Hybrid garbage collection is shown below:

Hybrid GC is also a replication cleanup strategy that refrees space when the GC is complete.

This is the end of the hybrid GC. In the next section we move into tuning practices.

Tuning practices

MaxGCPauseMillis tuning

The most basic parameters for using GC were described earlier:

-XX:+UseG1GC -Xmx32g -XX:MaxGCPauseMillis=200

MaxGCPauseMillis = MaxGCPauseMillis This parameter is literally the maximum pause time allowed for GC. G1 tries to ensure that each GC pause is within the set MaxGCPauseMillis range.

So how does the G1 achieve maximum pause times? This refers to another concept, CSet(Collection set). It means a collection of regions that are collected in a garbage collector.

  • Young GC: Select all Cenozoic regions. Control the overhead of the Young GC by controlling the number of regions in the new generation.

  • Mixed GC: Select all regions in the new generation, plus some old regions with high revenue according to global Concurrent marking statistics. Select the old region with high income as far as possible within the cost target range specified by the user.

Problem 3: Needs to be set within this limit. But what value should you set?

  • We need a balance between throughput and MaxGCPauseMillis. If MaxGCPauseMillis is set too small, GC will be frequent and throughput will decrease.

  • If MaxGCPauseMillis is set too high, the application pause time will be longer. The G1’s default pause time is 200 milliseconds.

Other tuning parameters

-XX:G1HeapRegionSize=n

Set the size of the G1 region. The value is a power of 2 and ranges from 1 MB to 32 MB. The goal is to partition about 2048 regions based on the minimum Java heap size.

-XX:ParallelGCThreads=n

Sets the value of the number of STW worker threads. Sets the value of n to the number of logical processors. The value of n is the same as the number of logical processors, up to 8.

If there are more than eight logical processors, set the value of n to about 5/8 of the number of logical processors. This applies in most cases, except for larger SPARC systems, where the value of n can be about 5/16 of the number of logical processors.

-XX:ConcGCThreads=n

Sets the number of threads to mark concurrently. Set n to about 1/4 of the number of parallel garbage collection threads (ParallelGCThreads).

-XX:InitiatingHeapOccupancyPercent=45

Sets the Java heap usage threshold for trigger marking cycles. The default usage is 45% of the entire Java heap.

Avoid using the following parameters:

Avoid explicitly setting the young generation size with the -xMN option or other related options such as -xx :NewRatio.
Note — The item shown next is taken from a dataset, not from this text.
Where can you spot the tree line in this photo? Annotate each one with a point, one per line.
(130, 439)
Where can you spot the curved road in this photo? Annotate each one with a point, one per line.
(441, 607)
Fixed the size of the young generation to override the pause time target.

Trigger a Full GC

In some cases, G1 triggers a Full GC, at which point G1 degenerates to use the Serial collector to clean up garbage, using only a single thread to do GC work, and GC pauses of seconds.

The entire application is in suspended animation, unable to handle any requests, and our application certainly doesn’t want that. So what happens when a Full GC happens?

Concurrent mode failure

G1 starts the marking cycle, but the old age fills up before Mix GC, at which point G1 abandons the marking cycle. In this case, either increase the heap size or adjust the cycle (e.g., increase the number of threads -xx :ConcGCThreads, etc.).

Failed promotion or evacuation

G1 does not have enough memory for live or promoted objects at GC time, triggering the Full GC. You can see it in the log (to-space Exhausted) or (to-space Overflow).

The solution to this problem is:

  • Increase the value of the -xx :G1ReservePercent option (and increase the total heap size accordingly) to increase the amount of memory reserved for the “target space”.

  • By reducing – XX: InitiatingHeapOccupancyPercent start marking cycles ahead of time.

  • You can also increase the number of parallel tagged threads by increasing the value of the ** -xx :ConcGCThreads ** option.

Giant object allocation failed

When a large object cannot find a suitable space to allocate, Full GC is started to free up space. In this case, avoid allocating a large number of mega objects, increase memory or increase -xx :G1HeapRegionSize, so that the mega object is not a mega object.